In other settings like Warcraft for example they were simply created by demons.
In Ashan HoMM they were created AGAINST demons and so on.
They’re far more interesting if you ask me lore wise than your average human normalgay faction or yiur average normalgay elf faction.
I wanna see a fantasy civilization take on necromantic economy and industrialization.
Like, a small core of living or lich-like beings supported by masses of undead workers and soldiers. Having fields and factories manned by zombies and skeletons seem highly efficient.
Or even early computerization through programmatic enchantment of undead. The classic /tg/ skeleton logic gate in a pocket dimension deal.
It just seems like a civilization that can create kinetic force from essentially nothing, from dead meat, is destined for some form of economic or technological success in their world.
EU4's Anbennar Mod has a faction in it that does exactly that
a bit too abstracted though because they didn't yet make custom skelly sprites to replace normal EU4 unit models
Swarming and Amassing feeling fun are the most important parts. HoMM5 TotE fricks that up. WC3 only does that well early on with Necromancy Rod.

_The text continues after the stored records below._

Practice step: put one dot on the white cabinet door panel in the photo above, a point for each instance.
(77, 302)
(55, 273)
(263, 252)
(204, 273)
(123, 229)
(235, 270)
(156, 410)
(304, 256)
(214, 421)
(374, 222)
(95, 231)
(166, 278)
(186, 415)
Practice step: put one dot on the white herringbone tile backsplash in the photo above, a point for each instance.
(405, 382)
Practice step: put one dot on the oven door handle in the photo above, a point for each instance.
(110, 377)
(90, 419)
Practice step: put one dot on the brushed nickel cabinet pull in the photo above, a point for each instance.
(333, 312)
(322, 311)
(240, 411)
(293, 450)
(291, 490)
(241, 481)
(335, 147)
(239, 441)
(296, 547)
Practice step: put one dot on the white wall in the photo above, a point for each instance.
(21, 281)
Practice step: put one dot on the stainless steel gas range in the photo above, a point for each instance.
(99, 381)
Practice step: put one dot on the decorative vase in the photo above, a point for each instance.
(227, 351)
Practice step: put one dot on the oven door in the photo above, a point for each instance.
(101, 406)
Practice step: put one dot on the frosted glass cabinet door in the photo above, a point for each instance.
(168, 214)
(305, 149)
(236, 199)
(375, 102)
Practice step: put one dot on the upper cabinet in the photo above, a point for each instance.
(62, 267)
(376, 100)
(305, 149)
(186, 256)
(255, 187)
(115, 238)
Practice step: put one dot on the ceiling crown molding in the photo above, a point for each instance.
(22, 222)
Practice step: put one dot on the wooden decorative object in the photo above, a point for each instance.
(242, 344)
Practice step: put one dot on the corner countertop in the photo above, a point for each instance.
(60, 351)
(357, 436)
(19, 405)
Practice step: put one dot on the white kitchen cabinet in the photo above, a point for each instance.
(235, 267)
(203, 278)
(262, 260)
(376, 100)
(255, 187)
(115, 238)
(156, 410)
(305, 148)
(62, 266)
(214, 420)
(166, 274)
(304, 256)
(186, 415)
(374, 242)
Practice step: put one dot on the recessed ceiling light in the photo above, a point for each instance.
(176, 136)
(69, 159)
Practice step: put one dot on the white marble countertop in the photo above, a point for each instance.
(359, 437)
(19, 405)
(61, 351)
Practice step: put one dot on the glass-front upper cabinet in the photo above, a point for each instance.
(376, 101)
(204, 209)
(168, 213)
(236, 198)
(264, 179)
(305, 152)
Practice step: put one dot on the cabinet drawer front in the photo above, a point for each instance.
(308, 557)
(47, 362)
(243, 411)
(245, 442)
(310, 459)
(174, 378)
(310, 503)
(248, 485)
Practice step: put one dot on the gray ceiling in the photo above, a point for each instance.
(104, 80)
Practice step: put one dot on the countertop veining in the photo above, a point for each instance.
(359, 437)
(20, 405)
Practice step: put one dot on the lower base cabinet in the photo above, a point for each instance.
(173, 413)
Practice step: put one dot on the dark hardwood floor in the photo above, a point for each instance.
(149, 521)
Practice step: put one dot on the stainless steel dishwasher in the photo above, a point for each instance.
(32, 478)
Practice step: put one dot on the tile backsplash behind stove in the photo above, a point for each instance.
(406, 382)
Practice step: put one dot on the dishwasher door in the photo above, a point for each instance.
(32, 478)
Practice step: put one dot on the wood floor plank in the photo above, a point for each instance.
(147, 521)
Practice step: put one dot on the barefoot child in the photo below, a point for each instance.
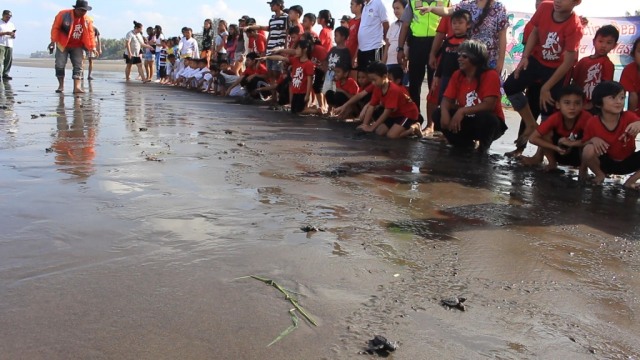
(594, 69)
(302, 69)
(630, 78)
(559, 137)
(346, 87)
(549, 55)
(399, 117)
(610, 138)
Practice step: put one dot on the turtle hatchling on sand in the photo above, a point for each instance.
(379, 344)
(454, 303)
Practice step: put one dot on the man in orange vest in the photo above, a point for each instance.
(71, 34)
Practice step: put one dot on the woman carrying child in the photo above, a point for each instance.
(207, 41)
(134, 43)
(610, 137)
(221, 41)
(471, 109)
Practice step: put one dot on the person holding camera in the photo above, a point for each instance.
(7, 34)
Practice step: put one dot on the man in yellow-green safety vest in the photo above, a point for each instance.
(418, 31)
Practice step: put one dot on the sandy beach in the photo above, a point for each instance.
(132, 213)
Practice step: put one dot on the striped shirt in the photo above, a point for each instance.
(278, 27)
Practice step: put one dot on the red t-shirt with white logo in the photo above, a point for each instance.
(261, 70)
(467, 92)
(555, 124)
(300, 73)
(352, 40)
(618, 149)
(590, 72)
(630, 80)
(397, 99)
(349, 86)
(77, 29)
(555, 38)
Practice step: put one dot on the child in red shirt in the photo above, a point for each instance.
(471, 109)
(354, 25)
(326, 34)
(400, 116)
(630, 78)
(594, 69)
(548, 56)
(610, 138)
(559, 137)
(346, 88)
(302, 69)
(254, 76)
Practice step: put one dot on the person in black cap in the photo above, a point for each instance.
(71, 33)
(278, 30)
(7, 34)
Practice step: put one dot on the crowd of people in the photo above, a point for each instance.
(371, 69)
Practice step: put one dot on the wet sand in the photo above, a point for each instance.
(106, 254)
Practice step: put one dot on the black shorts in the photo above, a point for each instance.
(624, 167)
(162, 71)
(402, 121)
(132, 60)
(318, 80)
(365, 58)
(297, 103)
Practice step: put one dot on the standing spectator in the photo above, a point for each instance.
(221, 41)
(149, 52)
(354, 26)
(159, 38)
(72, 31)
(418, 31)
(232, 44)
(490, 25)
(7, 34)
(372, 33)
(134, 44)
(207, 41)
(94, 54)
(278, 30)
(188, 45)
(344, 21)
(390, 49)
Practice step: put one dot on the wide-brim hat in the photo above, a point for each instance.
(83, 5)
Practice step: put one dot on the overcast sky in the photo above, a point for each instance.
(114, 18)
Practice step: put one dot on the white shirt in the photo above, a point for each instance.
(393, 35)
(189, 48)
(6, 40)
(136, 43)
(370, 34)
(218, 41)
(159, 42)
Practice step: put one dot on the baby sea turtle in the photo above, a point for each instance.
(454, 303)
(380, 345)
(310, 228)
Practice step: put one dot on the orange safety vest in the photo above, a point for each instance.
(61, 30)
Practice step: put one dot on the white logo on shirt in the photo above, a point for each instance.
(551, 49)
(296, 81)
(472, 99)
(77, 32)
(594, 76)
(333, 60)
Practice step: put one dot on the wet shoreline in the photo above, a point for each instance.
(109, 255)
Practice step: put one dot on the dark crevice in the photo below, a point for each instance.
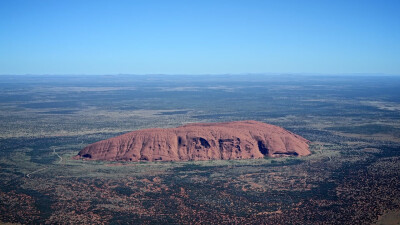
(263, 149)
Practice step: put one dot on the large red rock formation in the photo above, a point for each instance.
(200, 141)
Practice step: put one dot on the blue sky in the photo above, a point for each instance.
(199, 37)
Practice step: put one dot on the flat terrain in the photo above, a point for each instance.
(352, 177)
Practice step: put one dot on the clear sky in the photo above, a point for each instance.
(199, 37)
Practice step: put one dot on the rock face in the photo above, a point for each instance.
(199, 141)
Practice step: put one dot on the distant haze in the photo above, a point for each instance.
(199, 37)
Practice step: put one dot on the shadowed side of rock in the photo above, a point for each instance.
(200, 141)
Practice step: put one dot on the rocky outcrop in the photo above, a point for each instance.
(200, 141)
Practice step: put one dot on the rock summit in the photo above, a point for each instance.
(199, 141)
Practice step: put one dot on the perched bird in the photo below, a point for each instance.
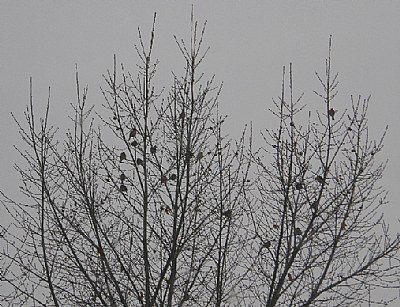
(227, 213)
(100, 250)
(199, 156)
(331, 113)
(122, 156)
(267, 244)
(297, 231)
(122, 177)
(314, 205)
(132, 133)
(172, 177)
(164, 179)
(299, 186)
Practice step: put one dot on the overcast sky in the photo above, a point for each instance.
(250, 42)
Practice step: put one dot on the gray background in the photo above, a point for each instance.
(250, 42)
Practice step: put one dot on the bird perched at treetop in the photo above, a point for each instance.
(122, 156)
(331, 113)
(122, 177)
(123, 188)
(227, 213)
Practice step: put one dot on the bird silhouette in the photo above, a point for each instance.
(132, 133)
(199, 156)
(172, 177)
(297, 231)
(122, 156)
(299, 186)
(227, 213)
(122, 177)
(123, 188)
(164, 179)
(331, 113)
(319, 179)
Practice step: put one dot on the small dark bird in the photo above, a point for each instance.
(122, 177)
(133, 132)
(299, 186)
(122, 157)
(331, 113)
(172, 177)
(314, 205)
(267, 244)
(199, 156)
(227, 213)
(297, 231)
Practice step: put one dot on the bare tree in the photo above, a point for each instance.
(148, 216)
(322, 240)
(149, 203)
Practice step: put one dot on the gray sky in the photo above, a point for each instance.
(250, 42)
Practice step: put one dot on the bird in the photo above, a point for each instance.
(267, 244)
(297, 231)
(122, 177)
(172, 177)
(331, 113)
(299, 186)
(199, 156)
(132, 133)
(227, 213)
(314, 205)
(122, 156)
(164, 179)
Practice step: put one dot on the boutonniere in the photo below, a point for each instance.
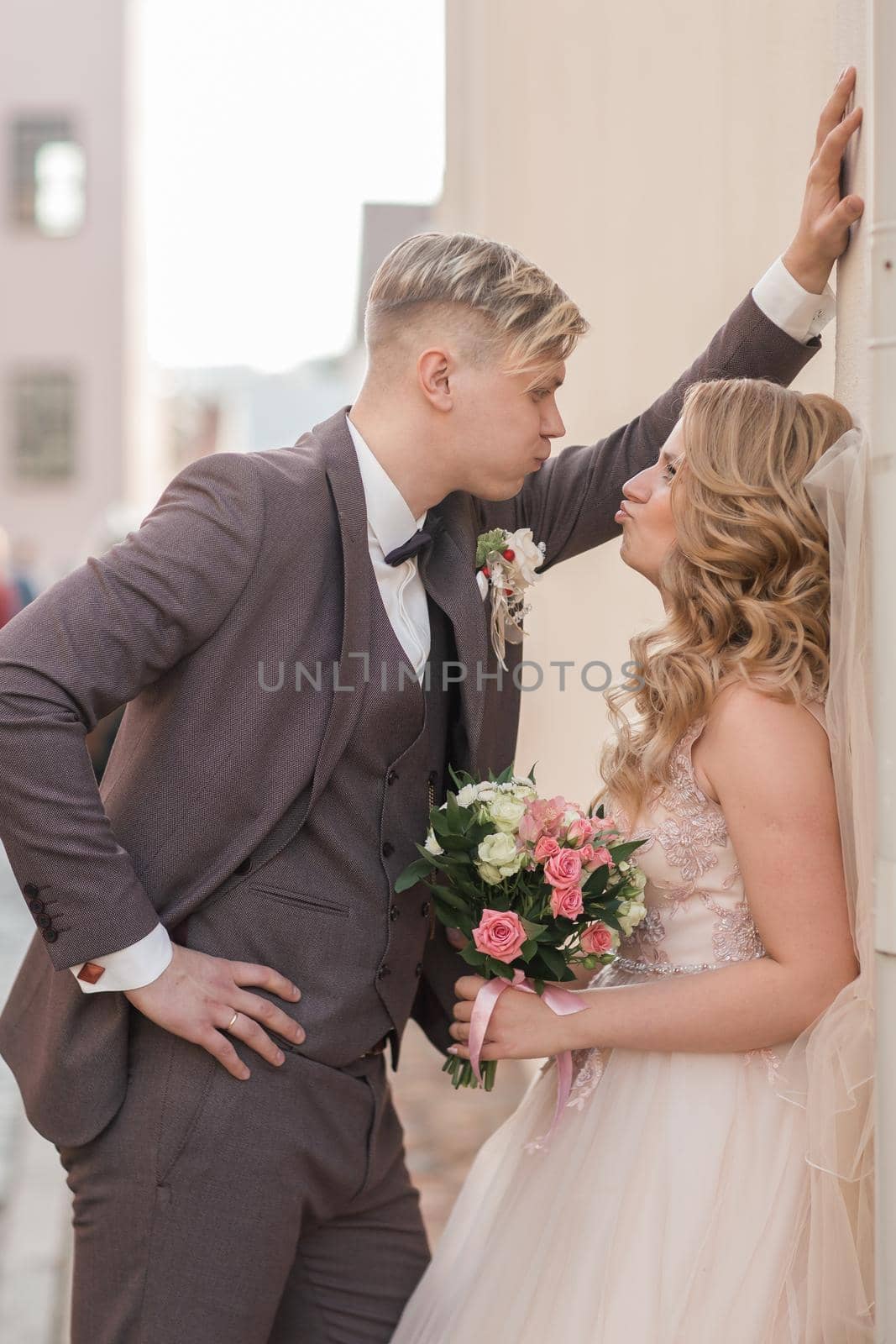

To me it generally makes sense to make undead as their own faction. Ususally the undead faction crosses over to a general "horror movie" circle where the faction is also made up of creatures like Vampires, Gargolys and giant spiders while also having powers to make their own Frakenstine monsters or summoing great heroes/beings back from the dead. Undead's greatest trope as well is "how exactly do you kill something that is already dead?" so many undead factions you see in games have the skills that they are super resiliant to damage and can be brought back to life which adds a great deal of stratagy to how they should be handled. Plus having undead as a faction is ususally pretty great for diversity as generally speaking, most factions are probably going to have the tropes and schems of bright colors while undead is set to darker colors and tones.
Warlords Battlecry 2 did both. There was an Undead faction, but you could also spec your hero into Necromancy, and you could also do this while playing Undead.
There were also factions like Dark Dwarves that had some undead units.
Pointless /tg/ tier question that depends on too many variables to simply boil it down to simplistic yes or no answer that would fit in all cases
I really really like summoning undead, bros. Even better if they spread some kind of contagion and create more undead.
Vampire Counts from warhammer is probably the best representation of undead.
i really like the way it's done in master of magic (recommend caster of magic for a good AI)
the undead themed spells synergise differently with your wizard/race combo
Dominions has necromancy as a main magic type, AND multiple undead races
Anyone have that image of a skeleton on a yellow background saying, "Good luck, Im behind 7000 skeleton!"
Here you go anon
Age of wonders games, can also recommend those, also aforementioned warlords battlecry have very fun undead faction and hero classes that complement them wonderfully.